Conspirationniste râté puis évadé à succès

Alors que le monarchie de Juillet reste très critiquée, Louis-Napoléon revient en France à Strasbourg en 1936, où il tente de soulever la ville contre l’autorité royale avec ses partisans. L’échec est total, il est alors de nouveau condamné à l’exil, et il embarque donc pour les Etats-Unis. Mais le jeune Bonaparte a de la suite dans les idées.

Revenu ensuite à Londres, le prince planifie une nouvelle tentative de coup d’Etat. En 1840, le rapatriement des cendres de l’Empereur suscite une ferveur nouvelle autour du bonapartisme et des sympathisants de l’Empire. Débarquant de nuit à proximité de Boulogne-sur-Mer, Louis-Napoléon tente une nouvelle fois de forcer son destin. Mais là encore, l’opération tourne court.

Alors qu’il est lui-même touché par balle, plusieurs de ses partisans sont tués ou touchés quand la Garde nationale ouvre le feu. Le procès est sans appel, le prince héritier est condamné à l’emprisonnement à perpétuité. Il restera six ans enfermé avant de parvenir à s’échapper de la forteresse de Ham, dans la Somme, en 1846. Il parvient finalement à regagner Londres où encore une fois, le perturbateur conserve toute sa détermination à s’imposer.

Révolution de février et élections présidentielles

La révolution française de 1848 lui fournit l’opportunité de revenir finalement dans sa patrie.

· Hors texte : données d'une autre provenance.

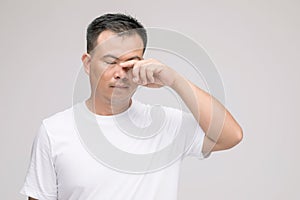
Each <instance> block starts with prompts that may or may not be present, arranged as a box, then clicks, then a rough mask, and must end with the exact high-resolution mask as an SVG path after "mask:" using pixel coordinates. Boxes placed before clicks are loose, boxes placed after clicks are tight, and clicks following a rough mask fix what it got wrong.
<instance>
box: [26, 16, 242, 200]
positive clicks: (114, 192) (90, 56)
mask: <svg viewBox="0 0 300 200" xmlns="http://www.w3.org/2000/svg"><path fill="white" fill-rule="evenodd" d="M146 44H147V35H146V31H145V29H144V28H143V26H142V25H141V24H140V23H139V22H138V21H137V20H136V19H134V18H132V17H131V16H126V15H123V14H106V15H103V16H100V17H98V18H96V19H95V20H94V21H93V22H92V23H91V24H90V25H89V27H88V30H87V53H84V54H83V56H82V62H83V65H84V70H85V72H86V73H87V75H88V76H89V79H90V86H91V96H90V98H89V99H87V100H86V101H84V102H82V103H79V104H78V105H77V107H79V108H80V109H82V110H83V114H82V116H83V117H82V120H86V119H87V118H89V119H92V118H95V119H96V120H97V122H96V123H97V124H99V126H100V127H101V130H102V131H103V134H104V135H105V137H106V138H107V139H108V140H109V141H110V142H111V143H112V144H114V146H116V147H118V148H119V149H122V150H123V151H124V152H125V151H126V152H129V153H131V154H139V153H140V154H143V153H146V154H147V153H153V152H155V151H158V150H161V149H164V148H165V147H167V146H168V145H169V144H170V141H172V140H173V139H174V138H175V137H176V135H175V133H176V131H177V130H178V129H180V128H181V127H183V129H184V130H187V129H189V127H191V126H194V125H196V128H195V130H194V131H189V132H191V134H192V135H193V136H194V137H193V139H194V140H193V142H192V144H191V145H190V146H189V148H188V149H187V150H186V151H184V152H183V153H182V154H181V158H183V157H185V156H190V155H191V156H196V157H198V158H201V159H203V158H206V157H208V155H209V154H210V153H211V152H213V151H220V150H225V149H229V148H231V147H233V146H235V145H237V144H238V143H239V142H240V141H241V139H242V135H243V134H242V129H241V127H240V126H239V125H238V123H237V122H236V121H235V120H234V118H233V117H232V115H231V114H230V113H229V112H228V111H227V110H226V109H225V108H224V106H223V105H221V104H220V103H219V102H218V101H217V100H216V99H214V98H213V97H212V96H211V95H209V94H208V93H206V92H205V91H203V90H202V89H200V88H198V87H197V86H196V85H194V84H193V83H191V82H190V81H188V80H187V79H186V78H185V77H183V76H181V75H180V74H178V73H177V72H176V71H175V70H173V69H172V68H171V67H168V66H166V65H164V64H162V63H161V62H159V61H157V60H155V59H144V58H143V54H144V51H145V49H146ZM138 86H141V87H151V88H157V87H163V86H166V87H170V88H172V89H173V90H174V91H175V92H176V93H177V94H178V95H179V96H180V97H181V98H182V100H183V101H184V102H185V104H186V105H187V107H188V108H189V109H190V111H191V112H192V115H191V114H190V115H182V116H181V113H180V112H179V111H178V110H176V109H174V108H168V107H162V108H163V110H164V112H165V119H164V124H163V128H161V130H160V134H157V135H153V136H151V137H149V138H146V139H145V138H143V139H139V138H135V137H131V136H130V135H126V134H124V133H123V132H122V130H120V127H118V126H117V125H116V123H115V121H114V120H113V119H114V117H116V116H118V117H120V116H121V117H122V116H126V118H131V119H132V121H133V122H134V123H136V125H137V126H138V127H141V128H144V129H145V127H147V125H149V123H151V122H152V121H151V120H152V119H151V116H150V115H149V113H150V111H151V109H152V108H153V107H151V106H149V105H144V104H142V103H141V102H138V101H137V100H134V99H133V98H132V96H133V94H134V92H135V91H136V89H137V87H138ZM74 109H75V108H73V107H72V108H70V109H67V110H65V111H63V112H60V113H57V114H56V115H54V116H51V117H49V118H47V119H45V120H44V121H43V123H42V125H41V127H40V130H39V133H38V134H37V136H36V138H35V141H34V144H33V148H32V153H31V163H30V166H29V169H28V174H27V177H26V181H25V184H24V186H23V188H22V190H21V193H22V194H24V195H27V196H28V197H29V199H51V200H52V199H53V200H54V199H63V200H66V199H70V200H71V199H80V200H81V199H85V200H87V199H97V200H99V199H105V200H106V199H109V200H119V199H120V200H121V199H122V200H131V199H144V200H152V199H164V200H165V199H168V200H173V199H176V198H177V183H178V176H179V168H180V164H181V161H182V159H177V160H175V161H174V162H172V163H171V164H169V165H168V166H167V165H166V166H163V167H161V168H159V169H158V168H157V169H156V170H152V171H147V170H145V173H136V174H134V173H129V172H128V173H127V172H126V170H125V171H122V169H115V168H114V167H113V166H109V165H106V164H105V161H103V162H99V160H97V159H95V155H93V152H91V151H89V149H88V147H87V148H86V147H85V146H84V142H83V141H82V139H80V135H81V136H84V135H86V134H89V132H88V131H87V132H83V133H82V132H80V131H79V132H80V133H79V135H78V134H77V133H76V130H77V129H76V128H77V127H76V120H75V123H74ZM125 114H127V115H125ZM128 116H129V117H128ZM149 116H150V117H149ZM200 116H201V117H200ZM212 119H215V120H212ZM87 120H88V119H87ZM80 121H81V120H80ZM145 124H146V125H145ZM219 125H222V126H221V129H218V126H219ZM84 126H88V125H87V124H85V125H84ZM200 127H201V128H200ZM121 128H122V127H121ZM144 129H139V130H144ZM189 130H190V129H189ZM77 131H78V130H77ZM179 132H180V131H179ZM181 132H182V131H181ZM140 134H142V131H141V132H140ZM186 135H188V133H186ZM99 142H100V141H99ZM99 146H101V145H100V143H99ZM175 148H176V147H174V148H173V149H172V150H174V149H175ZM172 150H171V151H170V152H172ZM170 154H171V153H170ZM118 162H122V161H121V160H117V163H118ZM129 162H130V160H129ZM137 164H138V163H137Z"/></svg>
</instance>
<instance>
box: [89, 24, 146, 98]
mask: <svg viewBox="0 0 300 200" xmlns="http://www.w3.org/2000/svg"><path fill="white" fill-rule="evenodd" d="M97 44H98V45H97V46H96V47H95V49H94V50H93V52H92V53H91V54H90V61H89V64H88V67H87V66H85V70H86V72H87V73H88V74H89V77H90V83H91V89H92V90H93V91H92V94H94V95H95V97H96V98H98V99H99V98H100V99H101V100H109V101H111V102H119V101H128V100H129V99H130V97H131V96H132V95H133V93H134V92H135V90H136V88H137V84H136V83H134V82H133V81H132V68H122V67H121V66H120V65H119V64H120V63H122V62H125V61H128V60H141V59H143V41H142V39H141V37H140V36H139V35H138V34H131V35H122V36H119V35H117V34H116V33H114V32H111V31H108V30H107V31H103V32H102V33H101V34H100V35H99V37H98V39H97ZM87 68H88V69H87Z"/></svg>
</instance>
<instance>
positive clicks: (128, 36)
mask: <svg viewBox="0 0 300 200" xmlns="http://www.w3.org/2000/svg"><path fill="white" fill-rule="evenodd" d="M97 44H98V45H97V47H96V48H95V49H94V50H93V52H91V53H84V54H83V56H82V62H83V65H84V70H85V72H86V73H87V75H88V76H89V79H90V86H91V96H90V98H89V99H88V100H86V105H87V107H88V108H89V109H90V110H91V111H92V112H94V113H96V114H99V115H114V114H118V113H121V112H124V111H125V110H127V109H128V108H129V107H130V105H131V97H132V95H133V94H134V92H135V90H136V88H137V86H138V85H142V86H145V87H152V88H157V87H163V86H167V87H170V88H172V89H173V90H174V91H175V92H177V94H178V95H179V96H180V97H181V98H182V100H183V101H184V102H185V104H186V105H187V106H188V108H189V109H190V111H191V112H192V114H193V116H194V117H195V119H196V120H197V121H198V123H199V125H200V126H201V128H202V129H203V131H204V132H205V138H204V142H203V149H202V152H203V153H204V154H207V153H209V152H212V151H220V150H225V149H229V148H232V147H234V146H235V145H237V144H238V143H239V142H240V141H241V140H242V137H243V132H242V128H241V127H240V126H239V124H238V123H237V121H236V120H235V119H234V118H233V116H232V115H231V114H230V112H229V111H228V110H227V109H226V108H225V107H224V106H223V105H222V104H221V103H220V102H219V101H218V100H217V99H215V98H214V97H213V96H211V95H210V94H208V93H207V92H205V91H204V90H202V89H201V88H199V87H197V86H196V85H195V84H193V83H192V82H190V81H189V80H188V79H186V78H185V77H183V76H181V75H180V74H179V73H177V72H176V71H175V70H173V69H172V68H170V67H169V66H167V65H165V64H163V63H161V62H160V61H158V60H155V59H144V58H143V42H142V39H141V38H140V36H138V35H137V34H133V35H125V36H118V35H117V34H116V33H114V32H111V31H108V30H106V31H104V32H102V33H101V34H100V35H99V37H98V39H97ZM199 116H201V118H200V117H199ZM29 199H32V200H34V199H33V198H29Z"/></svg>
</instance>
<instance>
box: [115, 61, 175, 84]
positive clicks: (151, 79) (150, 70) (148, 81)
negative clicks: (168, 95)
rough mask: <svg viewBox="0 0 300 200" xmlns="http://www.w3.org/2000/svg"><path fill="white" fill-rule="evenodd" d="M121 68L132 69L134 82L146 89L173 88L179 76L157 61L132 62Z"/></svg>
mask: <svg viewBox="0 0 300 200" xmlns="http://www.w3.org/2000/svg"><path fill="white" fill-rule="evenodd" d="M120 66H121V67H124V68H132V74H133V81H134V82H135V83H137V84H139V85H143V86H146V87H162V86H172V85H173V84H174V82H175V80H176V77H177V76H178V74H177V72H176V71H175V70H173V69H172V68H170V67H168V66H166V65H164V64H162V63H161V62H159V61H157V60H155V59H147V60H130V61H126V62H123V63H120Z"/></svg>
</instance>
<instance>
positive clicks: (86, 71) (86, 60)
mask: <svg viewBox="0 0 300 200" xmlns="http://www.w3.org/2000/svg"><path fill="white" fill-rule="evenodd" d="M81 61H82V63H83V67H84V71H85V73H86V74H87V75H90V71H91V56H90V54H88V53H84V54H83V55H82V56H81Z"/></svg>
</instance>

Fort de la ferveur bonapartiste toujours présente, il est élu à la nouvelle Assemblée nationale constituante. Le 4 novembre de la même année, il est candidat à l’élection présidentielle, la première au suffrage universel masculin en France.

Grâce à ses relations, le réseau du candidat bonapartiste se met en place. De nombreux contacts lui permettent d’échanger avec des hommes politiques et penseurs de tous bords, de Proudhon l’anarchiste, à Adolphe Thiers, en passant par un homme qui deviendra plus tard un ennemi farouche, un certain… Victor Hugo !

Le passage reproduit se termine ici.